Well, that seems to be the case with lots of the player development execs and casino hosts on the Las Vegas Strip. The big companies—Wynn Resorts, MGM Resorts, Resorts World Las Vegas and others—have paid millions of dollars in fines for failing to prevent money laundering and for violating “know your customers—KYC”
regulations. Lots of this occurred after the federal government had warned the industry that it needed to tighten up the way it processes money.
But Nevada regulators had no clue that this was happening until the IRS and Homeland Security indicted several officials at Resorts World Las Vegas. Scott Sibella, a highly respected former MGM executive and RWLV CEO, became the poster boy for wrongdoing. But he was only following the processes that were being practiced at MGM properties for years.
The indictments surrounded a group of high-rolling illegal bookmakers, one of whom, Mathew Bowyer, took millions of dollars in illegal bets from the translator for Los Angeles Dodgers star Shohei Ohtani, who was using Ohtani’s own money. Millions of dollars were reportedly funneled through the casinos by the bookmakers in a way that suggested money laundering.
I was a dealer at the Golden Nugget in Atlantic City in the mid-1980s when the IRS instituted a law that casinos had to report buy-ins of more than $10,000. Before that, the cash was flying across the tables without any oversight, to the delight of the casinos and the players, who might play one hand and walk away with freshly laundered money. Afterwards, the pit bosses and supervisors were very diligent in reporting any large buy-in.
So what happened in the intervening years, even with a stern warning from the IRS in the mid-2010s? If pit bosses and supervisors knew the rules back in the ’80s, you can be sure player development and casino hosts were well aware of the pitfalls of taking large deposits without notifying state regulators and the IRS.
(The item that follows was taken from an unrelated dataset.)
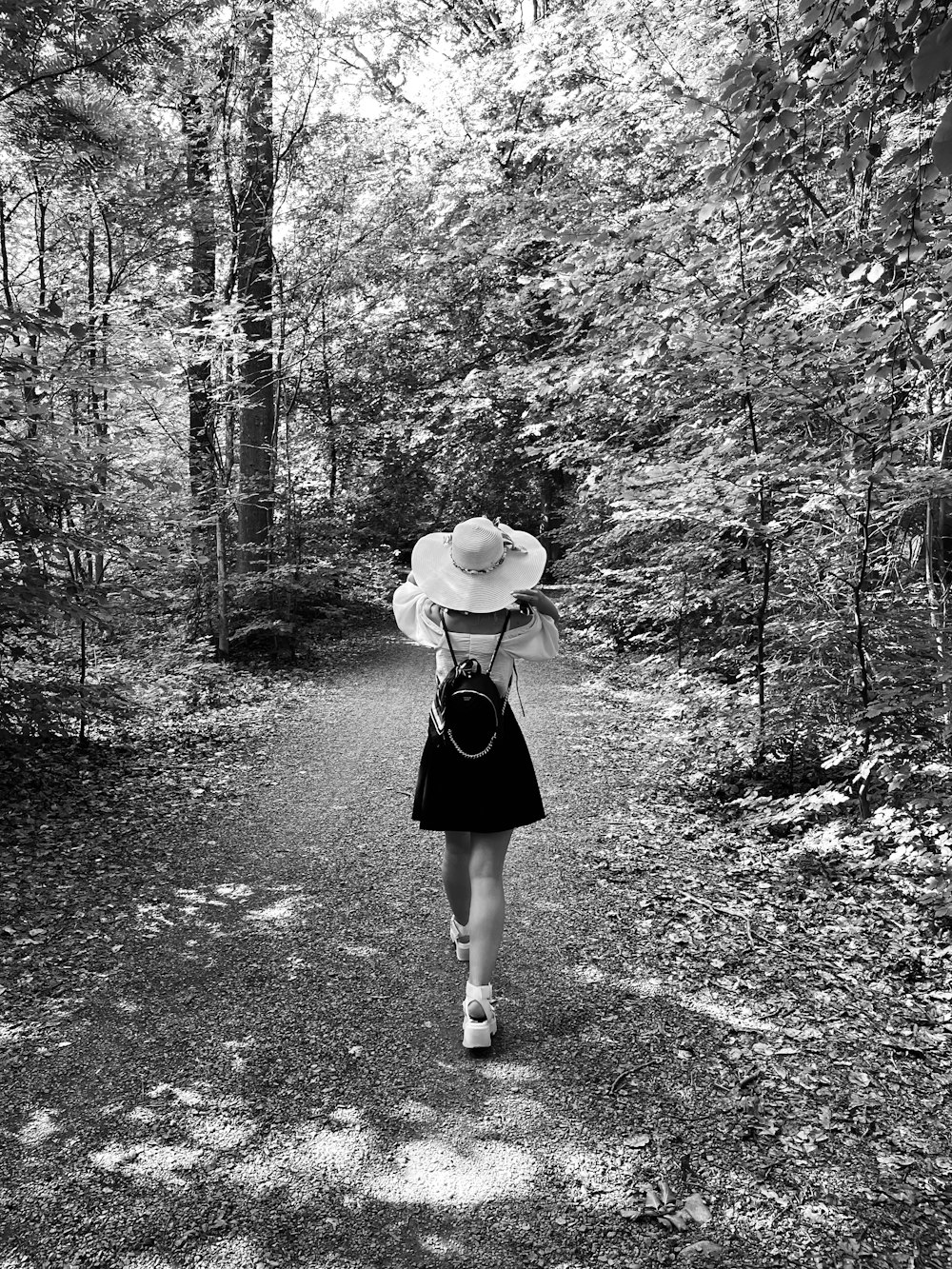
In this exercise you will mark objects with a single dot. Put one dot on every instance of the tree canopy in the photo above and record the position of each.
(288, 286)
The fact that this practice was so widespread is disturbing. And the millions of dollars paid in fines dwarfs the amount the casinos likely made from those nefarious deposits—even with Wynn forfeiting more than $130 million to the U.S. Justice Department in addition to the $5.5 million fine issued by Nevada regulators.
In a hearing about the $8.5 million fine imposed by the Nevada Gaming Control Board, MGM executives claimed they had a good AML compliance program in place. “But we could do better.”
MGM, and all gaming operators for that matter, will have to do better. You can be sure the IRS is going over all the financial disclosures with a fine-toothed comb, and one misstep could result in millions of dollars of additional fines and possible license revocations.
The Financial Crimes Enforcement Network (FinCEN) also doesn’t fool around. Through its relationship with the Financial Action Task Force (FATF), its focus goes far beyond the U.S. The FATF designates nations that may be hotbeds for money laundering. That in turn affects the ability of those countries to borrow money from the world’s largest banks, so a negative rating from FATF is never a good thing. Inside the U.S., FinCEN enforces FATF ratings, so casinos need to toe the line when it comes to AML, KYC and compliance.
While all casino companies have chief compliance officers, those individuals now need to be empowered to ensure that all customer-facing executives and employees understand laws and regulations and the importance of these issues.
Like security and surveillance, compliance is a non-revenue producing division of companies, and it therefore doesn’t get the attention of divisions that actually produce revenue. But compliance now needs to be at the top of the list for gaming companies, operators and suppliers alike. Because your existence literally depends upon it.